Le grapiprant, en agissant sur les récepteurs EP4, n’inhibe pas la production de prostanoïdes à la différence des AINS inhibiteurs de COX. L’inhibition des productions des prostanoïdes par les AINS inhibiteurs de COX peut conduire à des effets secondaires comme des toxicités rénales, gastro-intestinales, hépatiques et des coagulopathies. De par son mécanisme d’action, ces effets devraient être minimisés lors d’utilisation du grapiprant. Cependant, le résumé des caractéristiques du produit chez le chien, décrit la présence de vomissements très fréquents (chez plus d’1 animal sur 10 animaux traités), des selles, molles, des diarrhées et des inappétences fréquentes (entre 1 et 10 animaux sur 100 animaux traités). Anatomiquement, le lapin est une espèce qui ne peut pas vomir. Cependant la nausée, la diarrhée et l’inappétence peuvent engendrer des conséquences dangereuses chez cette espèce. Même si ces effets secondaires n’ont pas été rapportés chez cette espèce, il est très important que des études de toxicité soient conduites avant toute utilisation clinique de cette molécule.

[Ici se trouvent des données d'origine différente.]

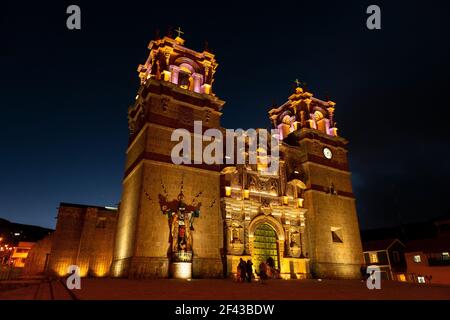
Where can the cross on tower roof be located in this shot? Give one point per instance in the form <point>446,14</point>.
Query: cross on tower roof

Une étude précédente a montré que l’utilisation 4 semaines du grapiprant une fois par jour à 2mg/Kg PO chez le chien induisait un effet nociceptif efficace. Dans cette étude, l’efficacité anti-nociceptif chez le lapin ne durant que 10 heures il semblerait qu’une administration deux fois par jour de la molécule soit justifiée. Cependant, dans cette étude, une administration unique du grapiprant a été réalisée, et il n’existe pas de données sur des administrations multiples qui pourraient induire un effet cumulatif. D’autre part, il serait intéressant de réaliser la même étude avec une administration orale de grapiprant, seule forme disponible sur le marché.

A retenir

Les résultats de cette étude montrent que l’utilisation du grapiprant semble très prometteuse chez le lapin dans le traitement de la douleur inflammatoire aigue, de par son action rapide et durable.

Cependant, la toxicité de cette molécule n’étant pas connue chez le lapin à des doses répétées, des études confirmant l’innocuité de cette molécule sont nécessaires avant de pouvoir l’utiliser en clinique.